Un responsable du projet au CNRS, Abderrahmane Kheddar, anticipant les inquiétudes suscitées par ce genre d’innovations, entreprend de nous rassurer : « Notez bien que ces humanoïdes ne sont pas là pour remplacer les ouvriers, mais plutôt pour leur assurer de meilleures conditions de travail en les déchargeant des travaux les plus pénibles ou qui les exposent aux substances dangereuses ».
Il n’en demeure pas moins que l’arrivée de cette nouvelle génération de robots pose des questions. Selon un scientifique américain, l’avènement de l’intelligence artificielle pourrait plonger plus de 50% de la population mondiale au chômage au cours des trente prochaines années. « Nous approchons d’une époque où les machines pourront surpasser les êtres humains dans presque toutes les tâches », a déclaré le directeur de l’Institute for Information Technology à l’Université Rice au Texas, Moshe Vardi, devant l’Association américaine pour l’avancement des sciences (AAAS). Pour le scientifique qui n’exclut pas la fin du travail humain, « la question est de savoir si l’économie mondiale peut s’adapter à un taux de chômage de plus de 50% ». Aucune profession n’est à l’abri, pas même les travailleurs du sexe, a-t-il lancé.

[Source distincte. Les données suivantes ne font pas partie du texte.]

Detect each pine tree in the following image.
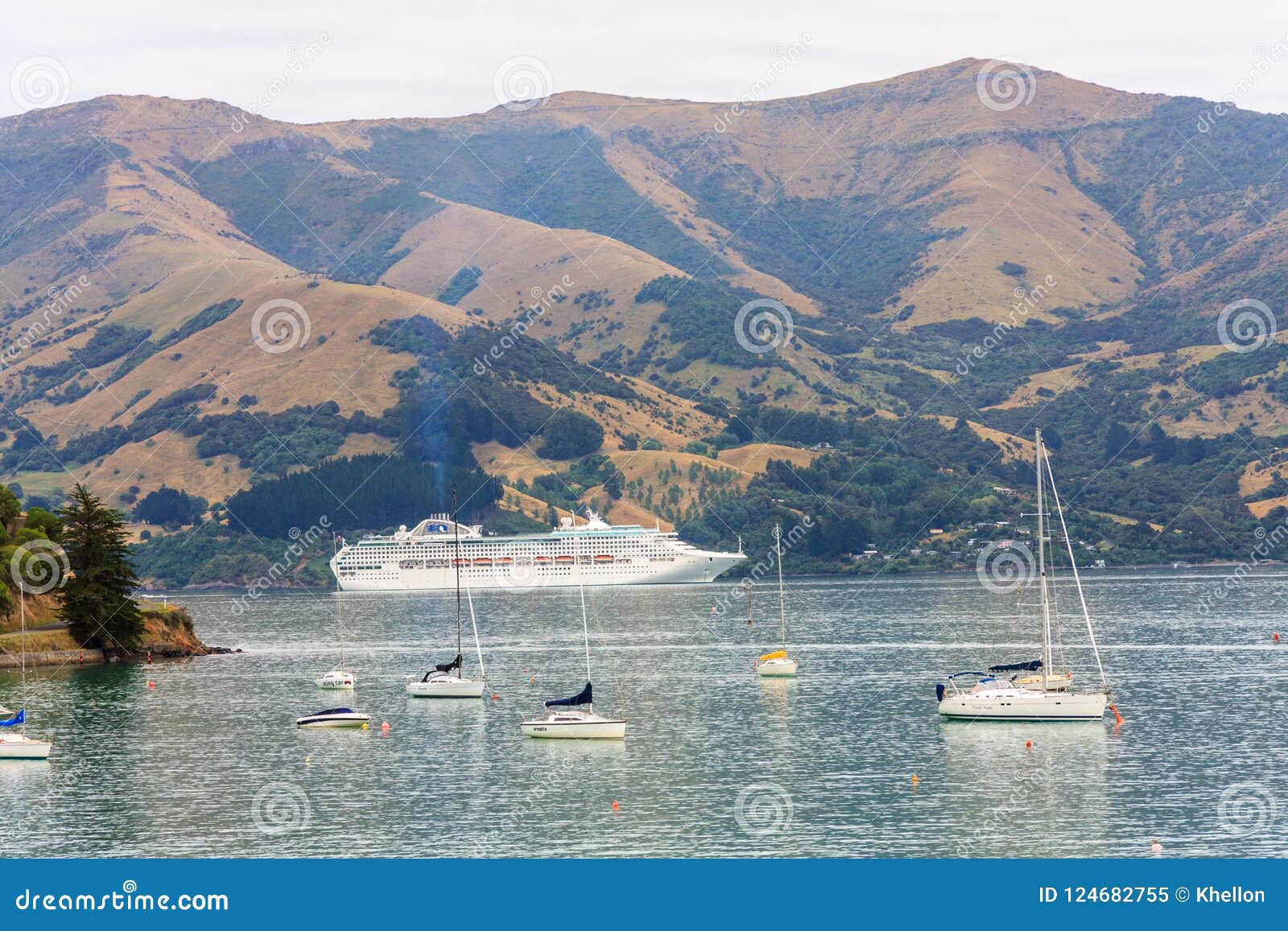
[58,483,143,649]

Le Guardian rappelle qu’une étude portant sur les emplois menacés par l’intelligence artificielle a été publiée en novembre 2015 par la société de conseil McKinsey. Ses résultats sont éloquents : 45% du travail effectué par les êtres humains pourront être accomplis par des robots de la génération actuelle.

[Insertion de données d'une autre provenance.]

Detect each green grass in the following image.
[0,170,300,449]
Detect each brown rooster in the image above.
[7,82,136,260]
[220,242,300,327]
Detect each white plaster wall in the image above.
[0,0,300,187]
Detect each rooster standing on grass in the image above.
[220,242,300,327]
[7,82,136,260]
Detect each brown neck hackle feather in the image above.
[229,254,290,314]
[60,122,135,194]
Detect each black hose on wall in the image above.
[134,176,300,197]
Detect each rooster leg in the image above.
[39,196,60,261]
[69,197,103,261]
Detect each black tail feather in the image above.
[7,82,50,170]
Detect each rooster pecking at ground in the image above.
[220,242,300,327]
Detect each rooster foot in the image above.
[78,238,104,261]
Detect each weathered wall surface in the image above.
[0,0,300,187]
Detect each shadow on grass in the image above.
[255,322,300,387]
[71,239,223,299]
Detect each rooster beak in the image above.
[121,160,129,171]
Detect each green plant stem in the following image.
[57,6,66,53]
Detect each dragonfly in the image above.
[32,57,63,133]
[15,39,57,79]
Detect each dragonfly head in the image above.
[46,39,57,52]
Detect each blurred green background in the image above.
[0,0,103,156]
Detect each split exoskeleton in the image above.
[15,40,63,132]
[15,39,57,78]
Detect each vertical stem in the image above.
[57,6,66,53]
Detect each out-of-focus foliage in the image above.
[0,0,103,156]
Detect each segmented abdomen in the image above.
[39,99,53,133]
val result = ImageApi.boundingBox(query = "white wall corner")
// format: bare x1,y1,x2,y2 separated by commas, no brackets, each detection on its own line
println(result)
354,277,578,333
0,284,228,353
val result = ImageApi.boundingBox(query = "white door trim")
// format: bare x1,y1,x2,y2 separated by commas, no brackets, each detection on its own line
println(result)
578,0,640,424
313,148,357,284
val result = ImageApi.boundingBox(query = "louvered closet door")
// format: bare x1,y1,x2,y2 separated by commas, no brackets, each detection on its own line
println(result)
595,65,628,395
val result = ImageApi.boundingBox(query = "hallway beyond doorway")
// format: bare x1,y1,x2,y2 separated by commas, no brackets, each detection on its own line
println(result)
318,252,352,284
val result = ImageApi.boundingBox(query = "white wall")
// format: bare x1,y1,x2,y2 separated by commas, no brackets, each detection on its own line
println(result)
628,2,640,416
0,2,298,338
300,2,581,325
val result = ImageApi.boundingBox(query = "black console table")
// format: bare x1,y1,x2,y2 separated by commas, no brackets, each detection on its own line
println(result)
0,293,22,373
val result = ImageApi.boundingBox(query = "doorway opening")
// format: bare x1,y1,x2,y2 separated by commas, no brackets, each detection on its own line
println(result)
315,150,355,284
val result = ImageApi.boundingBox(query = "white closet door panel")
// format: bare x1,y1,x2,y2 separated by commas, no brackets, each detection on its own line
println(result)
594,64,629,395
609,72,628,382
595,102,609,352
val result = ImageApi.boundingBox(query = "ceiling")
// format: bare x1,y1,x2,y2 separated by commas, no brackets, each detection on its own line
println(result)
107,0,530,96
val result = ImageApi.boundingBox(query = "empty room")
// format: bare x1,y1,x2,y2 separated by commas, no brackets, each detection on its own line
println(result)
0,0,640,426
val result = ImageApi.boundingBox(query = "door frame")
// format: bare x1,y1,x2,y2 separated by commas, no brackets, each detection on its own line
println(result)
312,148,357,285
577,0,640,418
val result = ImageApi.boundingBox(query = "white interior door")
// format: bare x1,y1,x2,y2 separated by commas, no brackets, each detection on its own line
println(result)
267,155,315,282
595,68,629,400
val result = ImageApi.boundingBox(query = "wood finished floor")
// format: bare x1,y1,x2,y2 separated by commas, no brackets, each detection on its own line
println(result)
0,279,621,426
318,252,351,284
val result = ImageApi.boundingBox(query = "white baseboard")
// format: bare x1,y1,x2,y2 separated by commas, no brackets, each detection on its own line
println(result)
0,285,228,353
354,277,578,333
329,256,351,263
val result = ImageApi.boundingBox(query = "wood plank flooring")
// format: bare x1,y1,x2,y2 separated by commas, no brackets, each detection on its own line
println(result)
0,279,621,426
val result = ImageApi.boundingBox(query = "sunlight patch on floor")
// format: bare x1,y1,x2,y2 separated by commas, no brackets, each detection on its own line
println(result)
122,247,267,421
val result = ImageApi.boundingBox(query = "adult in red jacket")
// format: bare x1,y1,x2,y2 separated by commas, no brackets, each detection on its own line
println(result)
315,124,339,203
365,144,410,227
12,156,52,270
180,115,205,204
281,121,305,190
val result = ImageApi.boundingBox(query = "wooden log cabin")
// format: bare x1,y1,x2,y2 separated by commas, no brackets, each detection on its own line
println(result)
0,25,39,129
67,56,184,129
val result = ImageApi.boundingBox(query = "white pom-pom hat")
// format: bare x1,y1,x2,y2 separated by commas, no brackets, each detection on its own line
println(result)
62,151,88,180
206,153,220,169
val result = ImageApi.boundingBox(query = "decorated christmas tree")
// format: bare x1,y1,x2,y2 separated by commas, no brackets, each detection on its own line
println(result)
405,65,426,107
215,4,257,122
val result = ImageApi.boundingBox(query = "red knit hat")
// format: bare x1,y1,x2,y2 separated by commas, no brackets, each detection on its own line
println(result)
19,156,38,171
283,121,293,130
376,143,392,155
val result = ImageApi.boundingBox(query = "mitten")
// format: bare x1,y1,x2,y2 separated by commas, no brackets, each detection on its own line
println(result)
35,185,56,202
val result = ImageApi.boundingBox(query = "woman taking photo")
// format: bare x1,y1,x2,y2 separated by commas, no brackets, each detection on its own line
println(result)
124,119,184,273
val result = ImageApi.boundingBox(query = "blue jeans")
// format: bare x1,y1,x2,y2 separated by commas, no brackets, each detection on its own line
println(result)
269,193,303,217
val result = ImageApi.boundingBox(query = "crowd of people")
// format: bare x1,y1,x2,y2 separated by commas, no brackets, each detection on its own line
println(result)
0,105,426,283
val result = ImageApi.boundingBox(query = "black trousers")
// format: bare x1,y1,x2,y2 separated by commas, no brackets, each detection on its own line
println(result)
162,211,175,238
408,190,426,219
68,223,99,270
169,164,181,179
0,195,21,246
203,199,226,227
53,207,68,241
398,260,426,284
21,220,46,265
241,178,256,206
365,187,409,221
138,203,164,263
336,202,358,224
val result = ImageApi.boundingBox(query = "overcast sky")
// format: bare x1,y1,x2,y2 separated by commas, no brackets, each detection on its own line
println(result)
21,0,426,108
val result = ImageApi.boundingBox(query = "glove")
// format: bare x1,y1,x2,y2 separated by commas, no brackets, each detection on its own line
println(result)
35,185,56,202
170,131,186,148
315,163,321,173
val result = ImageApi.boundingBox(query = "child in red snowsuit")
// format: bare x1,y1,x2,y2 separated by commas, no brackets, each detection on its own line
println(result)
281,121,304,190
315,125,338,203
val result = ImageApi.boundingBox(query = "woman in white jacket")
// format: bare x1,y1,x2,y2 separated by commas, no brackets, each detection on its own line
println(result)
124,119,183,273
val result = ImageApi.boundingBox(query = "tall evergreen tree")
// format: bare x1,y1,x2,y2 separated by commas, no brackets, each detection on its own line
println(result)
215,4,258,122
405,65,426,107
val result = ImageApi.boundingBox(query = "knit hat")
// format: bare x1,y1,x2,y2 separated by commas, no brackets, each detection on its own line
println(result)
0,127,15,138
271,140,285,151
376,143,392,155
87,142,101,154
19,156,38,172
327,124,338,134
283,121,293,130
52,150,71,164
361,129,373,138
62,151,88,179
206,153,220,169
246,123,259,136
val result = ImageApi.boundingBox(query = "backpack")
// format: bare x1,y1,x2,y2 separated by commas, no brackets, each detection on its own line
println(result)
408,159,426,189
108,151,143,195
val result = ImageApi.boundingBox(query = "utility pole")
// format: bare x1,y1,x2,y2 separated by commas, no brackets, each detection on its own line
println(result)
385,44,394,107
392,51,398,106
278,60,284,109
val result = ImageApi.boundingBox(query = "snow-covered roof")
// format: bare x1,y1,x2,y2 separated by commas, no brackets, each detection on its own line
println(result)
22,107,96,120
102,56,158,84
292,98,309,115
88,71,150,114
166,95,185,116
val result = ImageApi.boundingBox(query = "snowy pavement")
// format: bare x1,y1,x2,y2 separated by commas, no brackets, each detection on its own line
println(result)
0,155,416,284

Moshe Vardi estime, qu’à terme, l’humanité va être confrontée à une question existentielle : « Que peuvent faire les hommes, quand les machines peuvent presque tout réaliser ? »

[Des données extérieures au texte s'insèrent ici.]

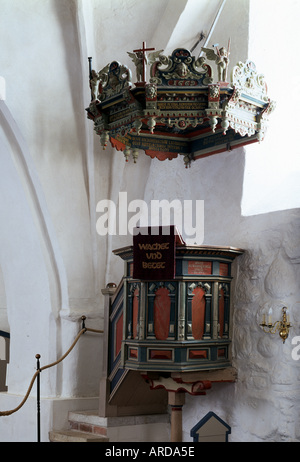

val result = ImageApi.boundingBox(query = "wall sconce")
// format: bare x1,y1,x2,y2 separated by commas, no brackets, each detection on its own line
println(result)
260,306,292,343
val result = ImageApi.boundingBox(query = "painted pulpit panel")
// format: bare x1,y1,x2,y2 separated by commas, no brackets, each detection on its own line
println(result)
153,287,171,340
192,287,205,340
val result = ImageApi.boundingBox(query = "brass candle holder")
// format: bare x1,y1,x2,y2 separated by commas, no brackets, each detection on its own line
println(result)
260,306,292,343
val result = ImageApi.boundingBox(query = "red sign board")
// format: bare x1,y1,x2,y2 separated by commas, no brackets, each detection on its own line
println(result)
133,226,176,281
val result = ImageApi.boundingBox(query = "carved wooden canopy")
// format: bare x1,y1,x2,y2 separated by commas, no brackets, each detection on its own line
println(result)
86,44,275,166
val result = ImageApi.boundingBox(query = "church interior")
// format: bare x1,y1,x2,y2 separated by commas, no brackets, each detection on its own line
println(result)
0,0,300,443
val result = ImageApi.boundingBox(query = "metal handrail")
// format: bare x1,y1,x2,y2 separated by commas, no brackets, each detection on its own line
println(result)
0,316,104,442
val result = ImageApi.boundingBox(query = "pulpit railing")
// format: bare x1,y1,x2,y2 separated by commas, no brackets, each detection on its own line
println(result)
0,316,104,443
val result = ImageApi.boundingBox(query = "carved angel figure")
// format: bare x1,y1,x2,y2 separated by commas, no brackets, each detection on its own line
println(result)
202,47,230,82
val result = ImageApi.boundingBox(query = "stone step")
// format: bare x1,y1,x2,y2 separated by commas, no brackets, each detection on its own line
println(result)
68,410,170,442
49,430,109,443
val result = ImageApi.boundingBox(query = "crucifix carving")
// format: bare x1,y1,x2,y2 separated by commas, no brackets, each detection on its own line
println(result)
127,42,155,82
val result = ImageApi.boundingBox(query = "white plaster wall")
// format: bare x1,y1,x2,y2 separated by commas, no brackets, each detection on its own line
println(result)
0,0,300,441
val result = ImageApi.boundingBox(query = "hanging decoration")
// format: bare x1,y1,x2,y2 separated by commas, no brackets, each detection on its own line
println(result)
86,42,275,167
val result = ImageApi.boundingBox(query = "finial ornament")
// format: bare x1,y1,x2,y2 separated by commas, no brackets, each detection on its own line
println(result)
202,39,230,82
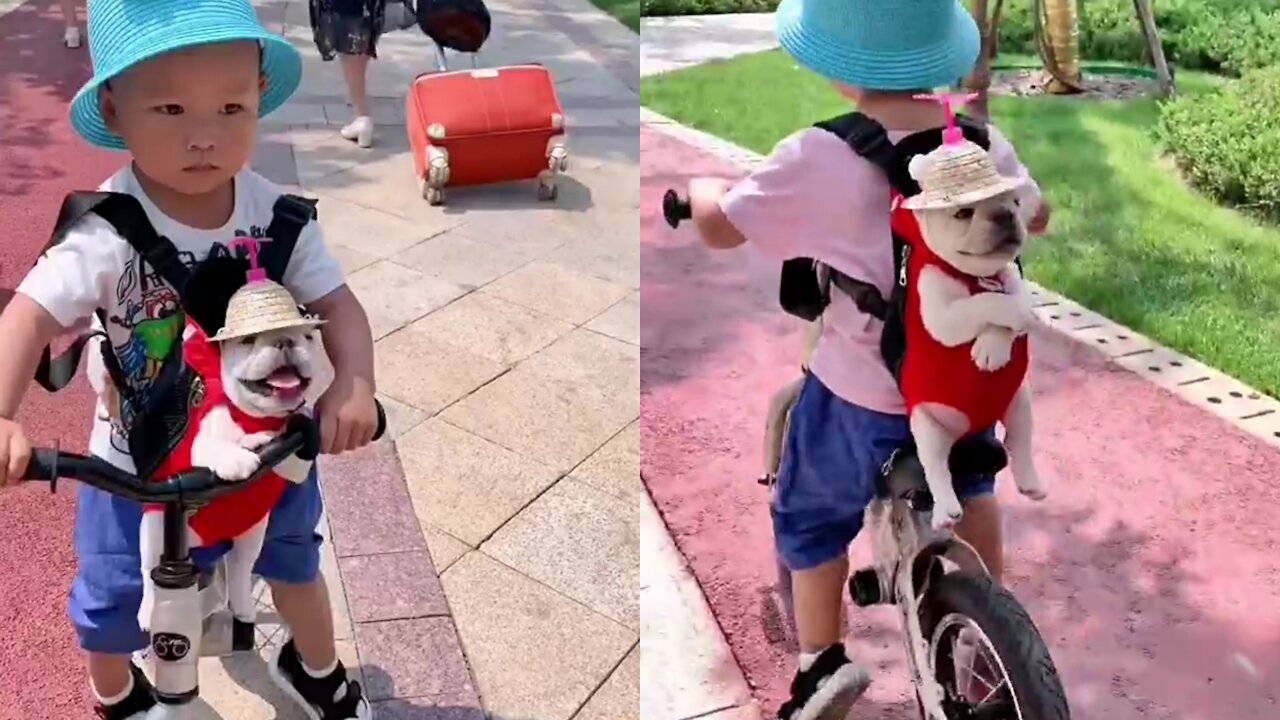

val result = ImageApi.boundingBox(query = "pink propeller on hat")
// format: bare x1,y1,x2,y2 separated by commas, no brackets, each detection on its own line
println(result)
915,92,978,145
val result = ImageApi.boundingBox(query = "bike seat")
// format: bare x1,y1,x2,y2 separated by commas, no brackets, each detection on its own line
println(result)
878,432,1009,511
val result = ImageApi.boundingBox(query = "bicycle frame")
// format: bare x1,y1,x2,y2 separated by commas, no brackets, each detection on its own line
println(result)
864,457,988,720
26,404,387,717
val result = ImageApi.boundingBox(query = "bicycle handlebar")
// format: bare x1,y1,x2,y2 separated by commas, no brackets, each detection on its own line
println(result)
662,188,694,229
24,401,387,507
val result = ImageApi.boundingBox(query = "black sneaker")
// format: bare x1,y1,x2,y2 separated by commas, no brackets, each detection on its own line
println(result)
93,662,156,720
778,643,872,720
266,638,374,720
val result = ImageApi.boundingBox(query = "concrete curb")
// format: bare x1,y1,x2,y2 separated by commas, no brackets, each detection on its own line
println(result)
640,108,1280,448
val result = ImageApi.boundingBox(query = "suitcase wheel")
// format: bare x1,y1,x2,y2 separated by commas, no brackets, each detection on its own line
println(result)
547,145,568,173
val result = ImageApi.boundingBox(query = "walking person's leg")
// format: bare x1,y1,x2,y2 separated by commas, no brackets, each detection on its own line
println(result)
342,54,374,147
58,0,81,47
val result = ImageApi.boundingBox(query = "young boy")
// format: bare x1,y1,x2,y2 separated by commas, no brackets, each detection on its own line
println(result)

L’automatisation et la robotisation ont déjà bouleversé le secteur industriel ces quarante dernières années, dopant la productivité au détriment de certains catégories d’emploi. Le nombre de création de postes dans le secteur manufacturier a atteint son pic en 1980 aux États-Unis et n’a cessé depuis de diminuer, s’accompagnant d’une stagnation des revenus de la classe moyenne, a expliqué Moshe Vardi.
Selon le directeur de l’Institute for Information Technology cité par l’AFP, 10% des emplois qui nécessitent de conduire un véhicule aux États-Unis pourraient disparaitre en raison de l’automatisation de la conduite d’ici vingt-cinq ans. Bart Selman, professeur de sciences informatiques à l’Université Cornell surenchérit ; il prévoit quant à lui que « dans les deux ou trois ans, des machines autonomes (…) feront leur entrée dans la société permettant entre autres la conduite automatisée de voitures et camions mais aussi de contrôler des drones de surveillance ». Cet expert a expliqué que des progrès très importants ont été fait depuis cinq ans notamment dans la vision et l’ouïe artificielles permettant à des robots de voir et d’entendre comme les humains.
De nombreuses voix se font entendre comme celles de Bill Gates, Stephen Hawking ou Elon Musk alertant sur les dangers d’un développement non maîtrisé de l’intelligence artificielle. Une nouvelle voix, celle de Wendell Wallach, éthicien de l’Université de Yale, s’ajoute à ce concert d’appels à la raison. Elle en appelle à une mobilisation de la communauté internationale afin de prendre toutes les mesures pour s’assurer que « la technologie demeure un bon serviteur et ne devienne pas un maître dangereux ».